Awkward questions from dubious Council members are not hard to imagine. As one central banker who spoke to Econostream said, ‘You can’t put everything on the shoulders of monetary policy with a no-monetary-financing clause, because if you buy a lot of stuff, when will be the right time to put it back on the market? Probably not for very, very long. So, is that monetary financing? It would be nice to have clearer answers to such questions.’

All members of the Governing Council will be made amply aware before a decision is reached that an intervention would be at the peril of miring the ECB in more such interventions, not to mention inviting legal challenges of the sort the ECB has already had to contend with and would prefer to avoid. Initial, instinctive sympathy on the part of some towards Greece may give way to a more prudent perspective.

If this is the case, then the ECB may simply stand by its supposed belief in its own ability to rise to any occasion as required, and Greek bonds would be excluded again for the moment. It wouldn’t cost much for the ECB to soften the blow with a statement reminding markets of its determination to safeguard the integrity of the monetary policy transmission mechanism in all parts of the euro area.

There are, it must be noted, several factors operating in Greece’s favour. One is the improvement in recent months in the country’s credit rating. Another is the fact that there are various Governing Council members from other highly indebted countries who, as one central banker said, will see support for Greece as something of an ‘insurance mechanism’.

In addition, nearly a quarter of the Council’s current members, including ECB President Christine Lagarde and Vice President Luis de Guindos, were previously responsible for the fiscal affairs of their respective country, and Eurozone finance ministers have had a habit of looking to the ECB as the institution of choice to solve the euro area’s problems.

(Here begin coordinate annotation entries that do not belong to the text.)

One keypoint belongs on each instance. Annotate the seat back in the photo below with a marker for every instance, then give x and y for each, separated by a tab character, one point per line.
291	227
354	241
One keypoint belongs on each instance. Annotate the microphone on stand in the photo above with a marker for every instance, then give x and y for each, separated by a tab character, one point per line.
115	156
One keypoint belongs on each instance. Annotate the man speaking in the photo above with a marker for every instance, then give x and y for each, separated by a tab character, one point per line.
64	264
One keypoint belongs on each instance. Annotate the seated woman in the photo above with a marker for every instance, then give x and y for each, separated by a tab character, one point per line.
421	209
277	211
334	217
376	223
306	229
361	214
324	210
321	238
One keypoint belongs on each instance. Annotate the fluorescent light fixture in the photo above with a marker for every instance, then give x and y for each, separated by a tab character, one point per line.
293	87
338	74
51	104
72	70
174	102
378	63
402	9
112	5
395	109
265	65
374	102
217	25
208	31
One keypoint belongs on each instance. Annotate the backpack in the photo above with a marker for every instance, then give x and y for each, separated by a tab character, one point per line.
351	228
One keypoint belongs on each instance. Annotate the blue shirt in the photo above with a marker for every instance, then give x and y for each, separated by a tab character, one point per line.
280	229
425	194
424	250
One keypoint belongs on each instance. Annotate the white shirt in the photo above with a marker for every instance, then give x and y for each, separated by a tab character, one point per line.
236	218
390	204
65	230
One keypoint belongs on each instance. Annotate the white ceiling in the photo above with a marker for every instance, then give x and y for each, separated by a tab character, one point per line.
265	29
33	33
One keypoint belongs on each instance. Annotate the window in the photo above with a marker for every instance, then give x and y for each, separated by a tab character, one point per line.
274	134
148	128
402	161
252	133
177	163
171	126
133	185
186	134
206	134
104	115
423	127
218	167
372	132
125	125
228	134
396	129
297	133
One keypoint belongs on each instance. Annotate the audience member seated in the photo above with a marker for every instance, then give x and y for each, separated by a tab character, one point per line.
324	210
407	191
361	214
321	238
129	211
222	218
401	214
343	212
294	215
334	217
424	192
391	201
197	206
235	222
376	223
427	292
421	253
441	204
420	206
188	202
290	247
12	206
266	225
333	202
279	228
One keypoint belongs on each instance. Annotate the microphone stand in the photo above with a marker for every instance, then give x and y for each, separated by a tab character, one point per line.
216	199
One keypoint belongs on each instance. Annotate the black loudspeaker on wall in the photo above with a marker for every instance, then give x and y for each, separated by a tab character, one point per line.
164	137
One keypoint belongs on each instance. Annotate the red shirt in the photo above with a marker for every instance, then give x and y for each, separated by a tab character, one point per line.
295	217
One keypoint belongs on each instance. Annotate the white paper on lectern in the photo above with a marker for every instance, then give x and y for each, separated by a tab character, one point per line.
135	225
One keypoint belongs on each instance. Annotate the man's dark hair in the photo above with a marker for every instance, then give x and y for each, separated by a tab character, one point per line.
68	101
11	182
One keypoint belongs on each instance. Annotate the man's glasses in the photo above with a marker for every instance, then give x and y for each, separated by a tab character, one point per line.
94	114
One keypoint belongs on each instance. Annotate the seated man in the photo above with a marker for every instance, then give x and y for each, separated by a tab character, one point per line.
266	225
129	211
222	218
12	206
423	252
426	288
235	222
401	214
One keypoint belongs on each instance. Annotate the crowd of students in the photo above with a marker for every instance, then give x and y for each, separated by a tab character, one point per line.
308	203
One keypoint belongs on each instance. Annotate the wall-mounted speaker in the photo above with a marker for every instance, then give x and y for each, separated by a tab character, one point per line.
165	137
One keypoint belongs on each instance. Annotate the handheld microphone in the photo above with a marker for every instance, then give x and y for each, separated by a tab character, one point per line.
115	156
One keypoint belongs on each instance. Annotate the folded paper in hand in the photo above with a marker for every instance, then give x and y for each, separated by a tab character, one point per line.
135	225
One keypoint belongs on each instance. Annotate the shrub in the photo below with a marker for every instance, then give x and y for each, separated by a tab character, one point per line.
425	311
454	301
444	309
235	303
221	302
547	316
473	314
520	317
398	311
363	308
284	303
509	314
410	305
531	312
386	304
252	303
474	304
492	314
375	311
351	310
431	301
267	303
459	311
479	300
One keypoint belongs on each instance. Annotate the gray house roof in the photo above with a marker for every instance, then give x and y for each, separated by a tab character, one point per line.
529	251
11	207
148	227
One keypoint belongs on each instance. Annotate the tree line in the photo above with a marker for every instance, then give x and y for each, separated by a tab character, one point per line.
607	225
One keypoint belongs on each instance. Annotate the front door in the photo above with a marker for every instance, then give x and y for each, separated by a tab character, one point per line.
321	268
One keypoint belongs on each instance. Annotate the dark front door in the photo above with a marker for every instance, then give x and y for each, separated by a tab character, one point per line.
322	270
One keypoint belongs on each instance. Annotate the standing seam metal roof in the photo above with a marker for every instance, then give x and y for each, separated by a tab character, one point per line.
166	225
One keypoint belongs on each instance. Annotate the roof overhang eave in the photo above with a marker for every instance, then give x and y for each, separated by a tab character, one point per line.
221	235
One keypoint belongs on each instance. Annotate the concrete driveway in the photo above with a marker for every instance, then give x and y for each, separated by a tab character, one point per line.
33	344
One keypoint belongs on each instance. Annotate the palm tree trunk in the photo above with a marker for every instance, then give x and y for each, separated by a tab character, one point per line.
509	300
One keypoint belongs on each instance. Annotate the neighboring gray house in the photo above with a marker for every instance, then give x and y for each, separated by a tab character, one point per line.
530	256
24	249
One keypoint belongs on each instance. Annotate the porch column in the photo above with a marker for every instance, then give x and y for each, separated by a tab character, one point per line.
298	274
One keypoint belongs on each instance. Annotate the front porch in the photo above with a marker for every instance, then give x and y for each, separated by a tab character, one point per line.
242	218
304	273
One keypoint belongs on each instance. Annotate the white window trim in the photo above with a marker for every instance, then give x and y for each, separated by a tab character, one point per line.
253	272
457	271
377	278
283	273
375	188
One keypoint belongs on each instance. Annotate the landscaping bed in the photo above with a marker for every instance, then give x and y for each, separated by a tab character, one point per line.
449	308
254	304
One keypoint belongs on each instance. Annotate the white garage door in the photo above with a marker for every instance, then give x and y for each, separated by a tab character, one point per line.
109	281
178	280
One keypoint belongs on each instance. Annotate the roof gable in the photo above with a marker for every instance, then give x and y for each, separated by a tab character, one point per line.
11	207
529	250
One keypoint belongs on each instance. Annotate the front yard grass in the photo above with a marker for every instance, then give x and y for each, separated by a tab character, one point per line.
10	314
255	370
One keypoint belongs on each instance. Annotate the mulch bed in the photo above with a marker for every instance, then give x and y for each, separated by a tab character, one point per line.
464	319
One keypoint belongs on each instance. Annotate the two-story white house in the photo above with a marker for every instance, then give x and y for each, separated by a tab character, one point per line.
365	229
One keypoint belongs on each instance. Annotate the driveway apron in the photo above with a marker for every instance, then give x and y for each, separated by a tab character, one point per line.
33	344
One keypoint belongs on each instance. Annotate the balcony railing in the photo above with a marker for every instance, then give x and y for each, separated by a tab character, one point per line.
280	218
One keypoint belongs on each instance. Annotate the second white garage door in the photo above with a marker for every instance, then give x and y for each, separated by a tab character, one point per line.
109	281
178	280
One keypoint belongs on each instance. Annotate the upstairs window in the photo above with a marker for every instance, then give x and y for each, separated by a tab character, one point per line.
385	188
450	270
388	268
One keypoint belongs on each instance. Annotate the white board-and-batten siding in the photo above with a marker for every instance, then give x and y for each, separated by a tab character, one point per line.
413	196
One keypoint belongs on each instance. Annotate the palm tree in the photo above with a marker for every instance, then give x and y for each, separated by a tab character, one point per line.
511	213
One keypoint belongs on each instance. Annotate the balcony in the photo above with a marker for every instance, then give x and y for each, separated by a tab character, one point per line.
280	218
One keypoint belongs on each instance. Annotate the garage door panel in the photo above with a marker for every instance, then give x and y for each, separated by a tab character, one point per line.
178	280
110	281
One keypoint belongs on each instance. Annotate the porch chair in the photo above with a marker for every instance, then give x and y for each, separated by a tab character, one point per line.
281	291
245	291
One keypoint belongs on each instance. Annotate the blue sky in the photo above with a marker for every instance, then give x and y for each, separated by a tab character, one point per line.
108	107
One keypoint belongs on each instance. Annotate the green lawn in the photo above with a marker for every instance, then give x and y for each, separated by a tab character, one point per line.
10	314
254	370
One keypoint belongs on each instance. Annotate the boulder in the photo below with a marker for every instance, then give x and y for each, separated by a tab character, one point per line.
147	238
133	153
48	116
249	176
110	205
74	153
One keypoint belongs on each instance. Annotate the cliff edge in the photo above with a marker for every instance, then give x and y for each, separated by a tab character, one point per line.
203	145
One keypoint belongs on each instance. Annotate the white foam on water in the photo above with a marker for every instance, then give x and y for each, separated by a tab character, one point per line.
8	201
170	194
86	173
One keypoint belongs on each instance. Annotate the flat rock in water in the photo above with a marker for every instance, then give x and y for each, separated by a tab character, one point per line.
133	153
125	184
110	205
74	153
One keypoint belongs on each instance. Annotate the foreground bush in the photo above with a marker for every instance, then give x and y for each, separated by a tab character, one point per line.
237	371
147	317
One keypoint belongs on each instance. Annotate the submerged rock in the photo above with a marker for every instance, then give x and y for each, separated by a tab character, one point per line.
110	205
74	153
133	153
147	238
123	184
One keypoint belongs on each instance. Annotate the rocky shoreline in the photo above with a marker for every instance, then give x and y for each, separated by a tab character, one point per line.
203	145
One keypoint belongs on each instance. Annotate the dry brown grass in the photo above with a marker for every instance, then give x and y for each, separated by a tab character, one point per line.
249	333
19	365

A middle ground might involve the explicit creation of an instrument with Greece in mind to be kept in reserve for an extreme situation, along with the hope that markets’ mere awareness of its availability might be enough to keep sufficient order for its deployment never to be needed.

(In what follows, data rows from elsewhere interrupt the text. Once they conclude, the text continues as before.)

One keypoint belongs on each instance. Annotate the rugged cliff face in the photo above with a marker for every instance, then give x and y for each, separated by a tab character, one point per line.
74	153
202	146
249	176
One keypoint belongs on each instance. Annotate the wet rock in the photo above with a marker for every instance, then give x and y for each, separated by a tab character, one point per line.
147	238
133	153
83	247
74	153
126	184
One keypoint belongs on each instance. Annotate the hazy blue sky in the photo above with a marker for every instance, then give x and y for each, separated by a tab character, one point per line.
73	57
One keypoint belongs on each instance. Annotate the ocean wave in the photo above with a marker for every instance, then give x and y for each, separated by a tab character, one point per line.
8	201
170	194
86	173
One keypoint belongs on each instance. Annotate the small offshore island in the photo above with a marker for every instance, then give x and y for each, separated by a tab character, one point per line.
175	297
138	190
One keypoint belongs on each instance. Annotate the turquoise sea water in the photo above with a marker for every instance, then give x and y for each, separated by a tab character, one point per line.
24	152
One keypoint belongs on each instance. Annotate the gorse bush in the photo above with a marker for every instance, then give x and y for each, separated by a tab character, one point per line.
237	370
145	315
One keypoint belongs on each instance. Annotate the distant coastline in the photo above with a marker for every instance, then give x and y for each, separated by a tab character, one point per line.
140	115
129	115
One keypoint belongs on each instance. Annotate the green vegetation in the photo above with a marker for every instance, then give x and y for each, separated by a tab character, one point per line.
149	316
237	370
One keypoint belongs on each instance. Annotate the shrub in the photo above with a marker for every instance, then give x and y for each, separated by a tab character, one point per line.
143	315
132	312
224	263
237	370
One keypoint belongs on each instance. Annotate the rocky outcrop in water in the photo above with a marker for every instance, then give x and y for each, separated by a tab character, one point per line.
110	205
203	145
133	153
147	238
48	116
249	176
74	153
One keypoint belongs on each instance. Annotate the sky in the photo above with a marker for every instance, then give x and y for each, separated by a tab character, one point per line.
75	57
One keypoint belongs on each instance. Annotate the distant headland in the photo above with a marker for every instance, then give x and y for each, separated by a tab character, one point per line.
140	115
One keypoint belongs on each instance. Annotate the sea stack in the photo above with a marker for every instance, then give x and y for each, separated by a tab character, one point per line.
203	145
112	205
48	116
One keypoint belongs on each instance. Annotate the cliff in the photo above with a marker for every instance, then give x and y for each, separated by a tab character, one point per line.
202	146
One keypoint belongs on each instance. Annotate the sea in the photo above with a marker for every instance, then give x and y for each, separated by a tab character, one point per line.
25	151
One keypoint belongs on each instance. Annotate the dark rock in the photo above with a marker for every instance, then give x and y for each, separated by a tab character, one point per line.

Of all the possible solutions, however, continued unconditional ECB purchases of Greek sovereign debt seems the one least appropriate for a central bank that is cautious about any actions that would overstep the boundaries of its limited mandate.

ECB observers should not underestimate Council members’ cognizance of this, even if public silence or a studied neutrality may be the preferred option in the absence of anything nice to say.